Given that the current study is a pilot designed to demonstrate the feasibility of preoperative mapping of the SGA and its branches, larger studies are necessary to more definitively characterize the proximity of surgical trajectories to the SGA and its branches during lateral transiliac SI joint fusion. Prior studies in the orthopedic trauma literature, such as those by Zhao et al15 and Routt et al12 have evaluated SGA vascular anatomy in patients with pelvic trauma, which may not reflect typical anatomy in elective SI joint fusion candidates. Collinge and Maslow10 used CT angiography in their assessment of iliosacral and transsacral screw fixation, but excluded patients with significant pelvic dimorphism or those lacking a safe osseous corridor for screw placement, potentially limiting generalizability to the elective SI joint fusion candidates. In contrast, Eastman et al16 evaluated a random population of patients who presented to the emergency department requiring CT angiography of the pelvis without pelvic trauma, but their analysis focused on the S3 segment, an anatomical region too caudal to be relevant to conventional LTI approaches to SI joint fusion. Zhao et al8 in their 2018 study also analyzed vascular anatomy relative to iliosacral fixation and reported that in 45.1% of cases, the deep superior branch of the SGA passed through the defined “safe area” near the S1 entrance point, with the shortest distance between the artery and bone measuring 0.86 ± 0.84 cm. While similar in technique, their findings are different from what we present here which further supports the need for larger studies. Mahato’s11 cadaveric study used an anatomical grid system to overlay surgical zones and found that the superficial branch of the SGA more frequently encroached on the proposed surgical area compared to the deep branch.
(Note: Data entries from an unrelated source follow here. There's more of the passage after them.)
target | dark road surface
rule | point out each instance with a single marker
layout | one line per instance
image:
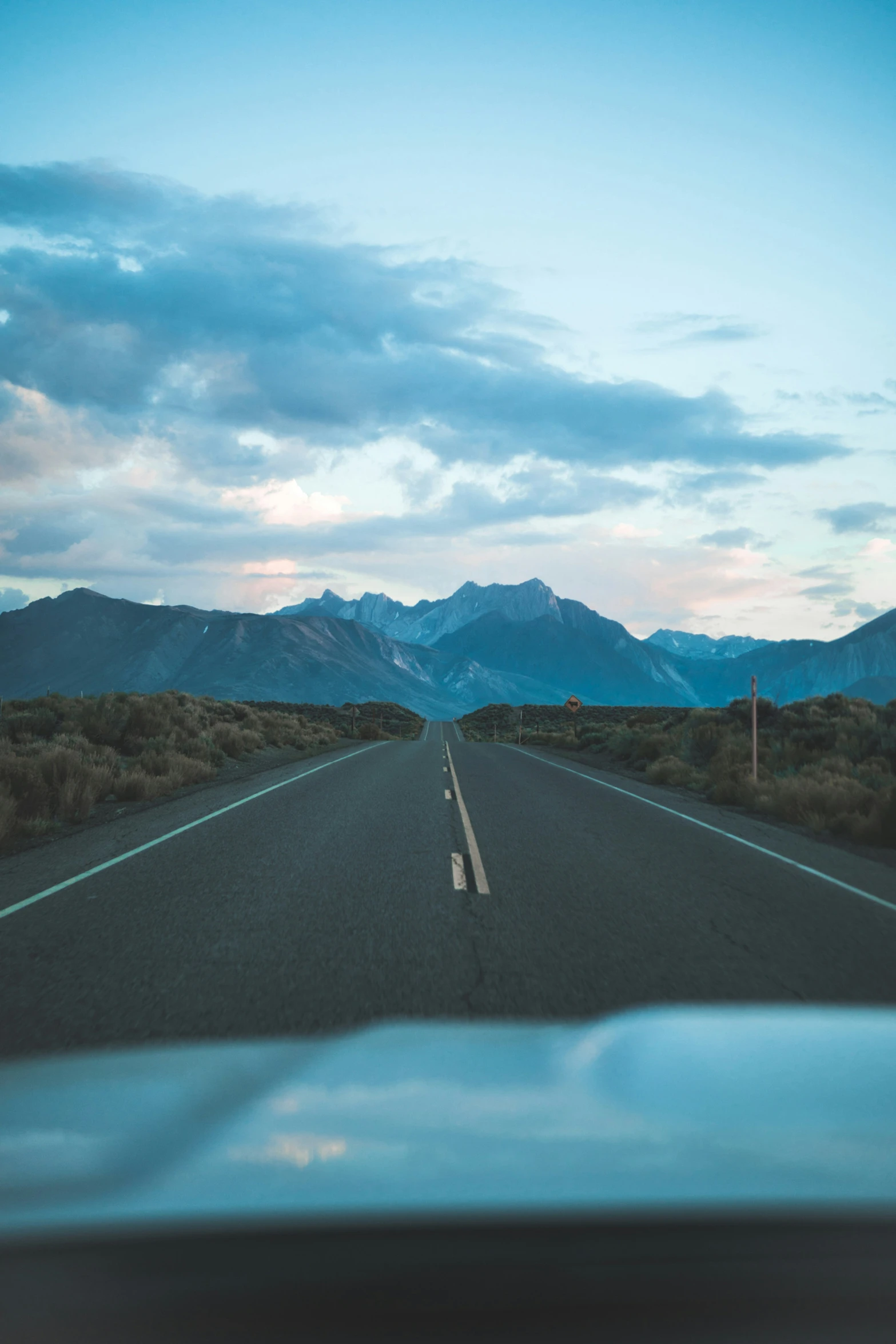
(333, 900)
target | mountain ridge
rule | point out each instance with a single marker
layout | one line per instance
(497, 643)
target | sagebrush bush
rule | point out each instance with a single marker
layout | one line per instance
(59, 757)
(828, 762)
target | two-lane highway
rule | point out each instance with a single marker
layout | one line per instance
(437, 878)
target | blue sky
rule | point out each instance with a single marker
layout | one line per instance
(393, 296)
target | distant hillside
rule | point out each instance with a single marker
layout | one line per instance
(702, 647)
(499, 644)
(85, 642)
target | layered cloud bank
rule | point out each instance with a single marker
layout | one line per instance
(216, 397)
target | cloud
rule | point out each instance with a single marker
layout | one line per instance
(870, 516)
(732, 536)
(698, 328)
(11, 600)
(158, 309)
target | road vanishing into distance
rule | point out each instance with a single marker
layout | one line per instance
(432, 880)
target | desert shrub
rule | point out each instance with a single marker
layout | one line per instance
(136, 786)
(27, 785)
(675, 770)
(7, 812)
(828, 762)
(58, 755)
(105, 721)
(236, 741)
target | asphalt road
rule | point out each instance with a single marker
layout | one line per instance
(333, 898)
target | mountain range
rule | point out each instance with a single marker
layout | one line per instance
(501, 643)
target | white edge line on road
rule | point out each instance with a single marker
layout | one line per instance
(781, 858)
(479, 871)
(110, 863)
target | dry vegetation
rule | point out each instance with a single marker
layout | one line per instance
(374, 721)
(59, 757)
(828, 762)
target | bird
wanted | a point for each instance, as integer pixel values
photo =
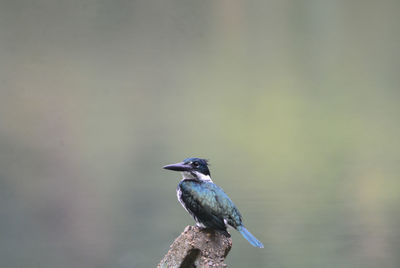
(206, 202)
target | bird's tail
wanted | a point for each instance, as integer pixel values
(249, 237)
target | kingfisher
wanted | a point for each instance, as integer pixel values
(208, 204)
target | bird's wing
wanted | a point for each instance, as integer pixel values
(208, 204)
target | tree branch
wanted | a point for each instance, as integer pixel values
(197, 247)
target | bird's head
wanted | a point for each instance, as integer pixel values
(192, 168)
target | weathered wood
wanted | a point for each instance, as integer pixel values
(197, 247)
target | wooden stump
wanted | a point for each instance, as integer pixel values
(197, 247)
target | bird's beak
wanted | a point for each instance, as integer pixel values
(178, 167)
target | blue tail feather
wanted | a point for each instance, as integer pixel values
(249, 237)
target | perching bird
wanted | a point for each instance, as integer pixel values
(209, 205)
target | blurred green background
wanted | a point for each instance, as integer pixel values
(295, 103)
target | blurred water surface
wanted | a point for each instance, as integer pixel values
(295, 103)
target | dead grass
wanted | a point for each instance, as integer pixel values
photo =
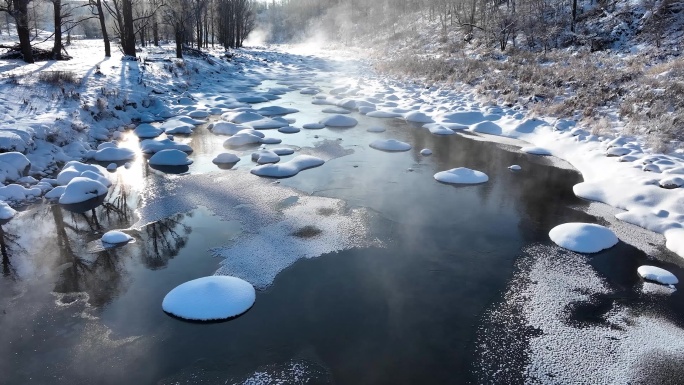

These findings underscore the variability of SGA anatomy and support the need for individualized vascular assessment, particularly in elective fusion procedures. Given that the current study is a pilot to demonstrates the feasibility of mapping the SGA and its branches, larger studies are required to determine with certainty the proximity of the procedural field to the SGA and its branches. However, the current report does provide a framework to act as a springboard to these discussions.

Conclusion

This pilot study aims to demonstrate the feasibility of using CT angiography as a preoperative planning tool to assess the course of the superior gluteal artery and its branches in relation to the proposed trajectory of lateral transiliac screws for sacroiliac joint fusion. Although the sample size is limited to 20 patients, our findings suggest that this imaging-based approach may help proceduralists further minimize the risk of vascular injury when employing the LTI technique. Notably, in 1 of 20 cases (5%), the planned screw trajectory was altered based on angiographic findings to reduce the risk of superior gluteal artery injury (although the conventional placement would not have violated the SGA branches). Larger, prospective studies are needed to validate these preliminary findings and to better characterize anatomic variability relevant to surgical planning.

Disclosure

Christopher J. Mallard and Michael E. Harned have received institutional grants from Medtronic. Christopher J. Mallard is a consultant for Johnson and Johnson. The authors report no other conflicts of interest in this work.